4 октября 1957 года на околоземную орбиту был выведен первый в мире искусственный спутник Земли. Счастливым совпадением этого года станет выход романа Ивана Ефремова «Туманность Андромеды», который выступит началом конца фантастики соцреализма.  Во вступлении «от автора» Ефремов формулирует важную для будущей советской фантастической литературы идею – ее потребность в научной реальности и полная синхронность  с ней: «Еще не была закончена первая публикация этого романа в журнале, а искусственные спутники уже начали стремительный облет нашей планеты. Перед лицом этого неопровержимого факта с радостью сознаешь, что идеи, лежащие в основе романа, правильны». В «Туманности  Андромеды» будущее исчисляется далекими тысячелетиями, в котором советское общество находится на пике своего развития благодаря принципам воплощенного социализма. Отсюда испытываемый героями радостный трепет в ожидании контакта с такой же высокоорганизованной цивилизацией, уверенность в благополучном обмене знаниями с «чужими».   Кажется, что в 60-е благодаря надежде на скорое обретение нового «товарища» взгляд человека в космос исполнен радостного ожидания, нетерпения и уверенности в своих возможностях. Этот период не только  второе рождение научной фантастики в Советском Союзе, но и возвращение к футуристическому сознанию. Кроме литературы, это стремление «стать частью Вселенной» отразилось на советской архитектуре 60-80-х  годов, синтезировавшей идеи конструктивизма и «органического» брутализма. Сегодня эти удивительные артефакты ретрофутуризма благодаря фотографам собраны в ностальгические альбомы архитектуры советского модернизма.

Появившиеся в 60-е такие журналы, как «Земля и Вселенная»,  забегая немного вперед во времени, публикуют смелые гипотезы советских ученых о возможностях ракетостроения, ближних и дальних космических путешествиях, а также переводную и современную советскую космическую фантастику. В 1961 году в журнале «Искатель» впервые опубликованы главы повести Бориса и Аркадия Стругацких «Стажер». По сравнению с дебютным романом о научной экспедиции на Венеру «Страна багровых туч»,  эта повесть не выходит за привычные рамки захватывающей научно-приключенческой литературы, но уже носит черты психологизма и ностальгии по сегодняшнему дню, завтра превратившемуся в неизвестное общегалактическое будущее.     
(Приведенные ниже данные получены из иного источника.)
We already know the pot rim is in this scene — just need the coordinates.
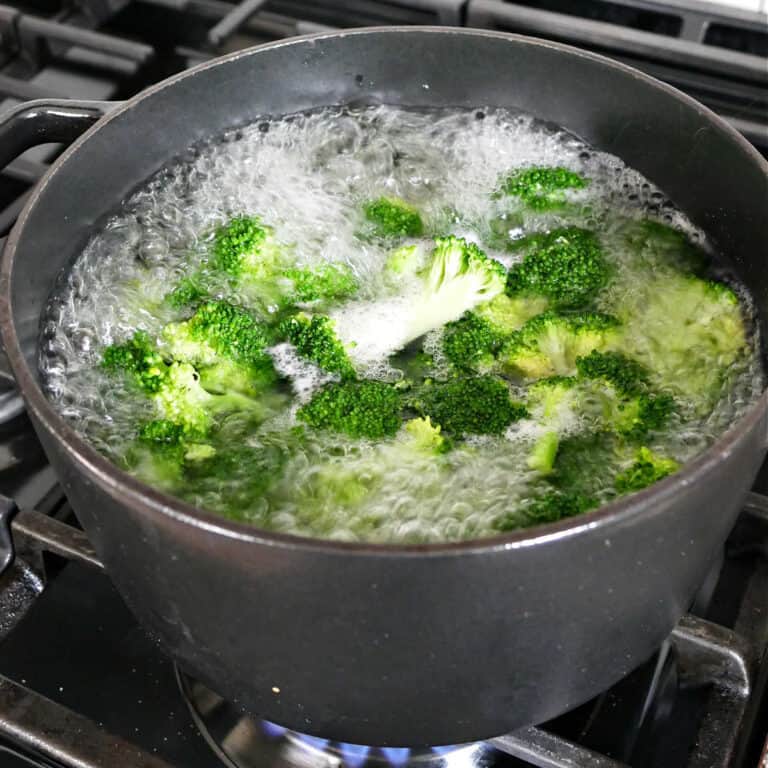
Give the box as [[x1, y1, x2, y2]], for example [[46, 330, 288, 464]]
[[2, 25, 767, 556]]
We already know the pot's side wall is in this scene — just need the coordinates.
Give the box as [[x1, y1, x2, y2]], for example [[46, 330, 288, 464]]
[[32, 408, 767, 746]]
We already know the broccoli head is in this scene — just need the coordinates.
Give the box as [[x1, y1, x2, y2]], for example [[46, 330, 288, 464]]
[[282, 263, 358, 304], [616, 273, 746, 405], [153, 361, 259, 435], [497, 166, 589, 210], [138, 419, 186, 445], [164, 276, 207, 310], [525, 376, 581, 474], [506, 228, 608, 307], [575, 350, 649, 397], [615, 447, 679, 493], [499, 311, 619, 379], [297, 380, 402, 439], [624, 219, 707, 275], [495, 490, 596, 530], [385, 243, 427, 277], [410, 236, 506, 339], [475, 293, 550, 335], [442, 312, 505, 372], [363, 196, 424, 238], [102, 331, 167, 394], [280, 313, 356, 380], [212, 215, 282, 277], [186, 301, 272, 367], [403, 416, 449, 454], [411, 375, 527, 436], [162, 301, 276, 396]]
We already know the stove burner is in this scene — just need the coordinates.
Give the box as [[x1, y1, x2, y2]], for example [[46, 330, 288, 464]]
[[176, 666, 490, 768]]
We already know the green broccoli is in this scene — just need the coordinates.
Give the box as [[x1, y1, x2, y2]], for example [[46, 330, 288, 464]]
[[615, 447, 680, 493], [384, 243, 427, 277], [499, 311, 619, 379], [624, 219, 707, 275], [138, 419, 186, 445], [102, 331, 167, 394], [575, 350, 648, 396], [330, 237, 508, 366], [475, 293, 550, 335], [282, 263, 358, 304], [363, 196, 424, 238], [410, 375, 527, 436], [212, 215, 283, 277], [297, 380, 402, 439], [525, 376, 580, 474], [404, 416, 449, 454], [162, 301, 276, 396], [409, 236, 506, 339], [442, 312, 506, 371], [495, 490, 596, 530], [164, 276, 207, 309], [153, 361, 259, 434], [506, 228, 608, 307], [615, 273, 747, 405], [548, 431, 623, 499], [497, 166, 589, 210], [280, 313, 356, 380]]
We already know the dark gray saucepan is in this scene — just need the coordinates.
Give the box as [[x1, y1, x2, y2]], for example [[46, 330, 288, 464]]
[[0, 27, 767, 747]]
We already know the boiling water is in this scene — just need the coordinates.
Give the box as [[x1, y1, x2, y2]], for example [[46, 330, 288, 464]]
[[40, 106, 764, 543]]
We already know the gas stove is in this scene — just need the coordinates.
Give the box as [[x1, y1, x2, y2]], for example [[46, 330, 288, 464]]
[[1, 2, 767, 767]]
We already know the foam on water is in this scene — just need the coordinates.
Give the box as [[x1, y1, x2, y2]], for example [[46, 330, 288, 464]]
[[39, 105, 765, 543]]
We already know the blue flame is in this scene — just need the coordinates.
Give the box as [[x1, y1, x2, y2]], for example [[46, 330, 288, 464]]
[[380, 747, 412, 766], [431, 746, 460, 755], [261, 720, 287, 738], [340, 743, 372, 767], [298, 734, 331, 751]]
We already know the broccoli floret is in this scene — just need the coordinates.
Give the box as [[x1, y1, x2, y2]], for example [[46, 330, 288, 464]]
[[411, 376, 527, 436], [212, 215, 282, 277], [495, 490, 596, 530], [442, 312, 505, 371], [280, 313, 355, 380], [616, 393, 675, 440], [363, 196, 423, 238], [411, 236, 506, 338], [186, 301, 273, 367], [385, 243, 427, 276], [499, 311, 619, 379], [475, 293, 550, 335], [576, 350, 648, 396], [616, 273, 747, 405], [506, 228, 608, 307], [330, 237, 507, 365], [528, 431, 561, 476], [548, 431, 623, 499], [615, 447, 679, 493], [282, 263, 358, 304], [497, 166, 588, 210], [138, 419, 186, 445], [164, 276, 207, 309], [624, 219, 707, 275], [102, 331, 167, 394], [404, 416, 448, 454], [525, 376, 581, 474], [162, 301, 276, 396], [297, 380, 402, 439], [153, 361, 259, 434]]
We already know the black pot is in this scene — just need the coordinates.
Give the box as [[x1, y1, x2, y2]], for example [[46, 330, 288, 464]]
[[1, 27, 766, 747]]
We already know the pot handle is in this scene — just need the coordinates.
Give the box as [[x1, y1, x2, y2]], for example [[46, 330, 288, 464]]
[[0, 494, 18, 577], [0, 98, 119, 176], [0, 99, 120, 384]]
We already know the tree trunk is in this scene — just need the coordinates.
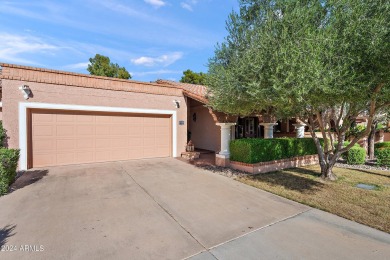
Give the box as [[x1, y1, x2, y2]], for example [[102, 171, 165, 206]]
[[320, 162, 337, 180], [367, 122, 377, 160]]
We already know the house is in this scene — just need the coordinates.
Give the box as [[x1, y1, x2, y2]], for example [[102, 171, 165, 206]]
[[0, 63, 240, 170]]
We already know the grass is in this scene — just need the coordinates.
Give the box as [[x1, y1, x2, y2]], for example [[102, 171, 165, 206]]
[[237, 166, 390, 233]]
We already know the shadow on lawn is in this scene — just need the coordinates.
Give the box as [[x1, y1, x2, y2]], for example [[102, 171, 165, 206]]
[[9, 169, 48, 193], [248, 168, 325, 193], [350, 169, 390, 179], [0, 225, 16, 246]]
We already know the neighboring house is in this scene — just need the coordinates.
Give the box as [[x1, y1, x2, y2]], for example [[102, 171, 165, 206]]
[[0, 63, 237, 170]]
12 апреля 1961 года советский летчик-испытатель Юрий Гагарин стал первым человеком, который 108 минут провел в космосе. Эти минуты стали показательными не только для технического прогресса, но для экспериментальной медицины, поскольку во время полета космонавт подробно описывал свои ощущения. Изменение психики и поведения людей в космосе, их взаимодействие между собой и реакция на встречу с новым и необъяснимым станет лейтмотивом произведений братьев Стругацких, и предметом особого исследования в романах польского писателя Станислава Лема. В середине 60-х научно-фантастический жанр приобретает философскую глубину. Вероятно, скорое освоение околоземного пространства натолкнуло литераторов на постановку новых «вечных» вопросов.

 

 

 

 

 

 

 

Собрание МАММ

Так с публикацией каждого нового произведения С.  Лема точка зрения в его романах становится все более трагической, исчезает слепой оптимизм, на его место приходит экзистенциализм: человек не может ответить для себя на вопрос кто он и зачем он здесь, но упорно бьется за власть над другими. Подобные размышления появляются еще в повести «Эдем» (1958) и достигнут своего пика в «Солярисе» (1961): «Человек отправился познавать иные миры, иные цивилизации, не познав до конца собственных тайников, закоулков, колодцев, забаррикадированных темных дверей».  При встрече с Океаном разумной материи, странными архитектурными артефактами Эдема или загадочной цивилизацией двутелов, герои Лема не находят в  себе способности понять, осознают свою беспомощность, оказываясь не достаточно готовыми. Контакт невозможен.

 «Мы совсем не хотим завоевывать космос, мы просто хотим расширить землю до его пределов […] Мы не ищем никого, кроме человека. Нам не нужны другие миры. Нам нужно наше отражение. Мы не знаем, что делать с другими мирами».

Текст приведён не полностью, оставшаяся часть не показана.